To investigate the role of each component in the unlearning process, concise names were assigned to the key components. The entire framework of unlearning consists of three main components. Firstly, the Feature Consistency part, corresponding to Equation (5) (denoted as $L_0$), ensures that the features of clean samples are maintained throughout the process. Next, the Unlearning Effectiveness part is further divided into two sub-components: the term in Equation (4) (denoted as $L_1$) that ensures the features of backdoor samples remain similar to those of clean samples, and the term (denoted as $L_2$) that drives the backdoor sample features away from the target class features.

Table 8. Effectiveness of our BMAIU method after removal of each component in the unlearning process. All the values are expressed in percentage (%).

Removed Loss Terms	BA	ASR	PA
$L_0$	72.22	10.52	52.76
$L_1$	74.26	19.57	44.77
$L_2$	76.99	22.94	43.71
None	77.1	8.4	67.37

presents the experimental results obtained by removing one of the components. It illustrates the impact of excluding each of these components ($L_0$, $L_1$, or $L_2$) on the overall performance of BMAIU.

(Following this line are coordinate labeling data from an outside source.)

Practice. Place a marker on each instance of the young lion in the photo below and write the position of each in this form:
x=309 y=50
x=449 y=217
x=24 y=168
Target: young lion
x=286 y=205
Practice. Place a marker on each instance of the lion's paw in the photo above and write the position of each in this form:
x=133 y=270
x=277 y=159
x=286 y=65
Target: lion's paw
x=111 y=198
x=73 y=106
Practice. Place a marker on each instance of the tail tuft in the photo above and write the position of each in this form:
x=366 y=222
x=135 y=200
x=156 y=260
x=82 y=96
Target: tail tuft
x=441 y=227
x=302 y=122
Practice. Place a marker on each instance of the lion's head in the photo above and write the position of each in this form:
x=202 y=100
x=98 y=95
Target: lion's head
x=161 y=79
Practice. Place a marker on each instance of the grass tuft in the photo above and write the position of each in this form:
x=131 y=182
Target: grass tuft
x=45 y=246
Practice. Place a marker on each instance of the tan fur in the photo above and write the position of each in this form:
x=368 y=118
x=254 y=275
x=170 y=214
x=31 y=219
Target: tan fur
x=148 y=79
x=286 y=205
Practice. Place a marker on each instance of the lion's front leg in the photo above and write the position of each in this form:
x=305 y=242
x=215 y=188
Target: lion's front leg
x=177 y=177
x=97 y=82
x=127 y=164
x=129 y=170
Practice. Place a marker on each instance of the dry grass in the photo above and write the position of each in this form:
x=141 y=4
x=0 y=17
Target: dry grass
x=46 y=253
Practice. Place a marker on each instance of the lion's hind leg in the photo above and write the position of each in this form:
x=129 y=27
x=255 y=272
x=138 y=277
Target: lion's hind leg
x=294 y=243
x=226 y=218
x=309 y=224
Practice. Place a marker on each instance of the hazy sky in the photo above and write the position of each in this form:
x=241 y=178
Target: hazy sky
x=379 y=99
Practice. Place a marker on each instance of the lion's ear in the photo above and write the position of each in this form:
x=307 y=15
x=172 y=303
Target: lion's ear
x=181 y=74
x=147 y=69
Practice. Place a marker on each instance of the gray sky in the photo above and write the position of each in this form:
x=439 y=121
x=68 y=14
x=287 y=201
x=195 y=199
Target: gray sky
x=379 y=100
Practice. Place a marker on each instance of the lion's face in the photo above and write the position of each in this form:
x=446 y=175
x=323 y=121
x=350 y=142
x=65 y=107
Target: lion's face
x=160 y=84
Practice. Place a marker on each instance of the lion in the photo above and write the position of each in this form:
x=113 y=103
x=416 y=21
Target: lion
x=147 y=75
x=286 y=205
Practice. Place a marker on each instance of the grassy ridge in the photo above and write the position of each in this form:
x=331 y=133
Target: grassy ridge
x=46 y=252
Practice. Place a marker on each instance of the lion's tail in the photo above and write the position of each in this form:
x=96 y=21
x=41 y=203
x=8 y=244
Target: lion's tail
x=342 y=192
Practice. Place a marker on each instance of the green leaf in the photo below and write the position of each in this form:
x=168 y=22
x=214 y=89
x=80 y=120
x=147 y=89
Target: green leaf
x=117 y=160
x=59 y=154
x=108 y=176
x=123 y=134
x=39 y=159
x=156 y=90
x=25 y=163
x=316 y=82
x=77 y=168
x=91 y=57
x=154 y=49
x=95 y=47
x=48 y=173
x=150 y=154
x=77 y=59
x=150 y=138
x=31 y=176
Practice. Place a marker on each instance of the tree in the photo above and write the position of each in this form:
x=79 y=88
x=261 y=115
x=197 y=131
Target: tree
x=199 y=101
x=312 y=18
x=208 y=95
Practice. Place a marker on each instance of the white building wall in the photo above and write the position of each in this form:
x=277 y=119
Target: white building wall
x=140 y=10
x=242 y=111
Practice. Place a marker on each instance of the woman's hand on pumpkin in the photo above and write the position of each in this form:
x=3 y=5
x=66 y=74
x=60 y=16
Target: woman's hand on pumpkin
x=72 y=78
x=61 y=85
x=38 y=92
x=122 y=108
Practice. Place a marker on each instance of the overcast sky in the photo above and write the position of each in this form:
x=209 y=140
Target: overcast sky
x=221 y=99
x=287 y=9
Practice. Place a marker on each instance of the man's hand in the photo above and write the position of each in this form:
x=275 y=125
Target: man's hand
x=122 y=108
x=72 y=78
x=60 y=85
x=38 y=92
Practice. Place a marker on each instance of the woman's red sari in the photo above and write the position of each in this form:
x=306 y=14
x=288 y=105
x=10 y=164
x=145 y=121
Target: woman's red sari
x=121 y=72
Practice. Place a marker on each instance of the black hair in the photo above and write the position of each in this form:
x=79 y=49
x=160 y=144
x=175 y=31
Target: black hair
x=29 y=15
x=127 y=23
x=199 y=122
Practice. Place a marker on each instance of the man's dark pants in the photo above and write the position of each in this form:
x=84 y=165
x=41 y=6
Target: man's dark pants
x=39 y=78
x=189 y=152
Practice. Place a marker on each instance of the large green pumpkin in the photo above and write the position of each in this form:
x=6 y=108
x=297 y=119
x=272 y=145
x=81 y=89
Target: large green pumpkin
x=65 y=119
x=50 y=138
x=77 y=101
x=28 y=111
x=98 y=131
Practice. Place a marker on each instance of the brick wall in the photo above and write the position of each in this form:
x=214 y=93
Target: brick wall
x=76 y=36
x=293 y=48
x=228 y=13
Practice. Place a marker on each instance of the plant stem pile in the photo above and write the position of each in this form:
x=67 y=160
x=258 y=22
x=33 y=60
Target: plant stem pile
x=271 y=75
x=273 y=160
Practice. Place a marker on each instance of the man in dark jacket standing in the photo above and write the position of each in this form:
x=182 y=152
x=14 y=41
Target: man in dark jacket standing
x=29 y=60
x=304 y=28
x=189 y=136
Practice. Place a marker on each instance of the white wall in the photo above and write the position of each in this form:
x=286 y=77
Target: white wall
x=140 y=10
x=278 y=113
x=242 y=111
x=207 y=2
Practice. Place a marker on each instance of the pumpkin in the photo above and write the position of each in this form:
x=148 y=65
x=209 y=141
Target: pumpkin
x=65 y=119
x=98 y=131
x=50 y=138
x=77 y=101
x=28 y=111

The experimental results indicate that $L_0$ plays a crucial role in maintaining the accuracy of the model. When $L_0$ is absent, the model shows a significant decrease in BA. Both $L_1$ and $L_2$ contributed significantly to reducing the effectiveness of backdoor attacks. $L_1$ is the fundamental component of the unlearning process, while $L_2$ is a key enhancement term. Without $L_2$, there is a sharp decline in the performance of the model in mitigating backdoor attacks.

5. Conclusions

In this paper, a simple and efficient method named BMAIU is proposed to effectively mitigate the backdoors from SSL models. It can be observed that in the context of a backdoor attack with multiple triggers, unlearning one of the triggers affects other triggers, rendering all triggers ineffective. On this basis, a backdoor-mitigating method is proposed in this paper. According to this method, a backdoor is actively implanted using a custom trigger and then unlearned. It is validated under various attack strategies, SSL methods, and backbone architectures, and demonstrated as effective in reducing the success rate of backdoor attacks with only a small amount of clean data required. Moreover, there is no significant compromise on model accuracy.

6. Limitations and Future Work

While our proposed BMAIU method shows strong backdoor defense performance, the theoretical basis behind the observed phenomenon has not yet been fully established, and future work could explore deeper theoretical insights. Our experiments are based on standard datasets like CIFAR-10 and ImageNet-100, but the exploration of real-world scenarios remains limited. Future research could focus on validating our method in more practical and complex environments. Given the current limitations in existing research, where adaptive backdoor attacks in self-supervised learning remain largely unexplored, our study does not evaluate the performance of BMAIU against such adversaries. Therefore, a promising direction for future work is to examine whether the proposed method can be adapted or enhanced to remain effective under adaptive attack scenarios.